During the flea market season days normally
begin early, and that’s 5 am early! Maybe
that’s not so early for many people but believe me when I tell you, I’m so not
a morning person....
With the window shutters closed and my bedroom in total darkness I’m blissfully unaware of anything, as is the loudly-snoring cat weighing down my legs under the duvet. Therefore it's up to one of many vintage alarm clocks to wake me for the day’s hunting adventure - luckily they're all reliable old friends.
The cat that weighs down my bed - heavy but adorable! |
Now, it's important that you understand the cigarette lighter in my car doesn’t work, which
doesn’t matter to me much because I gave up smoking years ago...... But
hang-on, the sat-nav won’t re-charge without it!
So, despite vowing to repair it every cold, dark morning it's needed and unavailable, some how it later manages to
slip my mind until once again I’m reading hastily scrawled directions from the
back of an old shopping receipt. Not to worry though, so far I’ve always
managed to find my way to the fairs and markets, even if I do end up arriving somewhat later than planned.
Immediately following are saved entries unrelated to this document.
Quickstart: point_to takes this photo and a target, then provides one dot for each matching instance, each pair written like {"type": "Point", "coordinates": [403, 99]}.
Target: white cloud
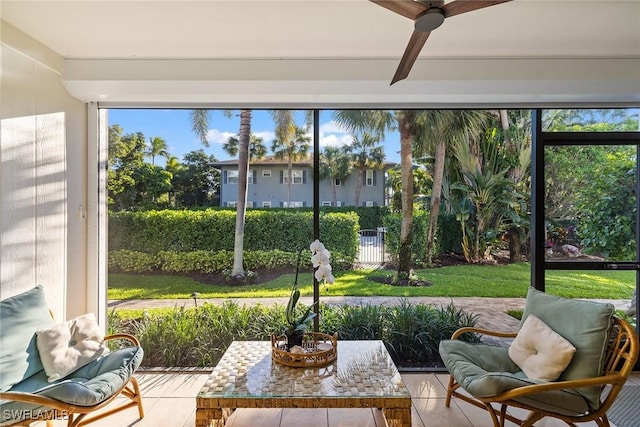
{"type": "Point", "coordinates": [332, 127]}
{"type": "Point", "coordinates": [266, 135]}
{"type": "Point", "coordinates": [218, 137]}
{"type": "Point", "coordinates": [335, 140]}
{"type": "Point", "coordinates": [332, 134]}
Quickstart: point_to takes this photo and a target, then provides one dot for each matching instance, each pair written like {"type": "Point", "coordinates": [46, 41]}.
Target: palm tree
{"type": "Point", "coordinates": [377, 121]}
{"type": "Point", "coordinates": [365, 155]}
{"type": "Point", "coordinates": [157, 147]}
{"type": "Point", "coordinates": [439, 129]}
{"type": "Point", "coordinates": [335, 164]}
{"type": "Point", "coordinates": [257, 149]}
{"type": "Point", "coordinates": [292, 142]}
{"type": "Point", "coordinates": [200, 126]}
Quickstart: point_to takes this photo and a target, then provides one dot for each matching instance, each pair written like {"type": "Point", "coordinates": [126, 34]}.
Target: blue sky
{"type": "Point", "coordinates": [174, 127]}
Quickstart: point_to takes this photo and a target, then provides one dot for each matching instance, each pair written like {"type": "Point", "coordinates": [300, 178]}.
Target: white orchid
{"type": "Point", "coordinates": [320, 257]}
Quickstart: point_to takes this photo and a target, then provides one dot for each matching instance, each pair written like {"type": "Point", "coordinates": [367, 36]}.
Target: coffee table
{"type": "Point", "coordinates": [362, 376]}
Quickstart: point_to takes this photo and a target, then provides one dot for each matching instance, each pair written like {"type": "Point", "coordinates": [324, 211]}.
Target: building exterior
{"type": "Point", "coordinates": [268, 185]}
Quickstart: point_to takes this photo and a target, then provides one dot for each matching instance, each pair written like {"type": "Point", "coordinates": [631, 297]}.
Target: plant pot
{"type": "Point", "coordinates": [294, 339]}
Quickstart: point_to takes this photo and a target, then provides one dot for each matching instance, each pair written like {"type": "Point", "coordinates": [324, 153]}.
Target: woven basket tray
{"type": "Point", "coordinates": [320, 350]}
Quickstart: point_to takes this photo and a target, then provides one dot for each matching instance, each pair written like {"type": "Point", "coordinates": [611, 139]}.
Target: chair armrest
{"type": "Point", "coordinates": [21, 396]}
{"type": "Point", "coordinates": [471, 329]}
{"type": "Point", "coordinates": [558, 385]}
{"type": "Point", "coordinates": [127, 337]}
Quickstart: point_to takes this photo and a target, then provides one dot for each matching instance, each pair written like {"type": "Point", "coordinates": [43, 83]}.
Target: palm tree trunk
{"type": "Point", "coordinates": [333, 190]}
{"type": "Point", "coordinates": [406, 176]}
{"type": "Point", "coordinates": [290, 166]}
{"type": "Point", "coordinates": [241, 207]}
{"type": "Point", "coordinates": [436, 193]}
{"type": "Point", "coordinates": [358, 187]}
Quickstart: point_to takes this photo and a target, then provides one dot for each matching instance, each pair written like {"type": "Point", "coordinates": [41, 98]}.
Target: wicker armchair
{"type": "Point", "coordinates": [494, 383]}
A bad photo of an event I visited last summer. |
Upon finding a place to park, the panic tends to set in,
especially as I notice people walking by with baroque-style antique mirrors,
oil paintings of anonymous but important-looking figures, or maybe some other,
unidentified object tucked proudly under their arms. With plastic
supermarkets bags bulging in my pockets and keen Euros in my wallet, I walk
hastily toward the stalls resisting the temptation to break into a sprint.
It looks like a good one today - the excitement is building; what treasure
am I about to discover?!
One of my good finds, although there is a catch - I'll explain in another post. |
You mustn’t be fooled by these markets or fairs, even the ones in deepest rural France – the locale might be picturesque but the
competition can be fierce and the bartering ruthless. Whether the
event is held in a summer field, a winter's day car park, or in the quaint streets of
a normally sleepy village, you're normally going to meet the same hardcore
collectors and dealers unless you venture further afield.
After a while you
tend to recognise most of them although I’ve not struck up any meaning
relationships as of yet. That being said I occasionally receive a nod of
recognition or even the odd, ‘Bonjour’. You
just never know, my future wife might be somewhere in among the crowd of
shoppers.............
The hunt for me is mostly methodical, as that’s just the type of
person I am. I normally begin at what I consider to be the beginning of
the stalls and start scanning each one furtively before moving onto the
next. You see, I believe the key is to first carry out a brief
reconnaissance (mentally noting any items of interest worthy for later
examination), while of course immediately purchasing any obvious treasures that
you can’t bear losing to the nosy so-and-so who's been looking
over your shoulder, greedily eyeing up that Napoleonic-era pediment.
There have been countless times when uncertain as to whether to take the plunge
with an item, I’ve put it back on the table to have a think only to have it
rudely snapped up by some dealer lurking ‘in the wings’.
But anyway, so where was I – Oh yes, so after the initial recon
exercise is over and my must-have items are gratifyingly filling my plastic
bags, I deposit them back at the car and return ready for action once again,
only this time more prepared as I have a mental list of possible purchases
thanks to the earlier recce.
Also, having already grabbed some exciting items I
can now take my time perusing the stalls from the beginning, but this time
without so much of a panic. At this time all is normally good in the
world, everything being more enjoyable and a distinct feeling of calm comes
over me. Okay, so maybe later I’ll get home to discover the boo-boos I’ve made,
but at this point I’m blissfully ignorant to the coffee jug missing its filter, the missing piece from an antique chess set hastily purchased so the man
wearing those silly 3/4 length shorts didn’t get it before me.
But - all good hunts have to come to an end so when it’s time for home, my legs normally feel heavy from the hours of walking back and forth while my
stomach grumbles because I was too stingy to buy myself a cheese baguette. If
the hunt’s gone well I'll drive home singing along to tunes belted out by my MP3
while feeling rather too smug, and if it wasn’t I’ll go home cursing the fact
I’ve burned up a tank of fuel only to be soaked in rain.